A few months ago, researchers at the University of Michigan issued a study reporting that today's college students display significantly less empathy than their peers from 30 years ago. Their data showed that the decline had grown precipitously in the past 10 years. They speculated that overexposure to media had desensitized an entire generation.

I did not want to believe the study. I did not want to believe that a rising generation had less empathy than those that came before. I did not want to believe that new technology, which holds such promise for forging new communities, would instead desensitize its natives to the humanity around them.

But I wonder. A colleague told me about a website popular with the students in the college class she teaches. I will not name it. It features a person who deliberately race-baits and pulls "pranks" on marginalized people. Gleefully, her students described the episode in which the protagonist, posing as a contractor, packs his truck with Latino day laborers, makes hateful remarks during the ride that they don't understand, pulls up to a federal immigration office and tells them to get out, this is where the work is. He then removes a whistle from his pocket and blows it loudly. The pay-off for viewers, the boffo moment, is the sight of the workers scurrying off in all directions.

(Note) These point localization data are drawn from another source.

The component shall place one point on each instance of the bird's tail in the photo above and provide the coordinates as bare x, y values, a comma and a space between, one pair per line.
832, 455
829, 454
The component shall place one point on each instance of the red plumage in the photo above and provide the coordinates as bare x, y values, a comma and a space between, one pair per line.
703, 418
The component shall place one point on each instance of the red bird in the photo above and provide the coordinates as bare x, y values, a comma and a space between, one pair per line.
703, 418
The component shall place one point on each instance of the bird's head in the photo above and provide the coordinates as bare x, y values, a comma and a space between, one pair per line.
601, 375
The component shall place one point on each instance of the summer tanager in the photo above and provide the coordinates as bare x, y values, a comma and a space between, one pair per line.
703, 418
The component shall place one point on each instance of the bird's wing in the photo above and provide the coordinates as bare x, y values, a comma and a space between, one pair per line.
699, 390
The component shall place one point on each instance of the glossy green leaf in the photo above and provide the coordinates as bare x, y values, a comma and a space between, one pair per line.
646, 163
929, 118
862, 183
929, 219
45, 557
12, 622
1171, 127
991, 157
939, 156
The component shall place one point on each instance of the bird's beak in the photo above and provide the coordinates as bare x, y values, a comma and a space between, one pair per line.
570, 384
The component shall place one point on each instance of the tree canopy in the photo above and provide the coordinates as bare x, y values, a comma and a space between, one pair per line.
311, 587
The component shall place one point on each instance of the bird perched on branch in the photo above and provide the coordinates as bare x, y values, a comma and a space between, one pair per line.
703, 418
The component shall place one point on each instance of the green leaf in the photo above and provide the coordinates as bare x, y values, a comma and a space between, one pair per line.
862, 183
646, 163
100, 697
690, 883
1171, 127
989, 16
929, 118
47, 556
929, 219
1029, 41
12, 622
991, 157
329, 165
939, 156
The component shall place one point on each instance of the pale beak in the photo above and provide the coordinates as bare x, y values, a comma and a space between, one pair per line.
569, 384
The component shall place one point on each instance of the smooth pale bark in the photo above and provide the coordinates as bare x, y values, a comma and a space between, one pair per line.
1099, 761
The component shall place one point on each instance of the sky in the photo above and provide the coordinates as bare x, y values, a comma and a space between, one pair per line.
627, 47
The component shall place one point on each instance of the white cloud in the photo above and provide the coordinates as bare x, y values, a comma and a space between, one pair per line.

Some will say that the audience for this sort of entertainment -- and for the illicit video filmed in a college dorm room -- are sophomoric college students who will, in time, grow up and become responsible adults.

Let's hope so.

And let's dedicate ourselves anew to the work needed to make it more than a hope. At Teaching Tolerance, we've taken action to combat persistent anti-LGBT bullying in schools by producing a new classroom documentary film -- Bullied: A Student, a School and a Case that Made History -- that will premiere in Washington, D.C., on Tuesday, Oct. 5. The film, which offers lessons for students and educators on the devastating impact of bullying, is available along with a teaching kit -- free of charge -- to every school in the country.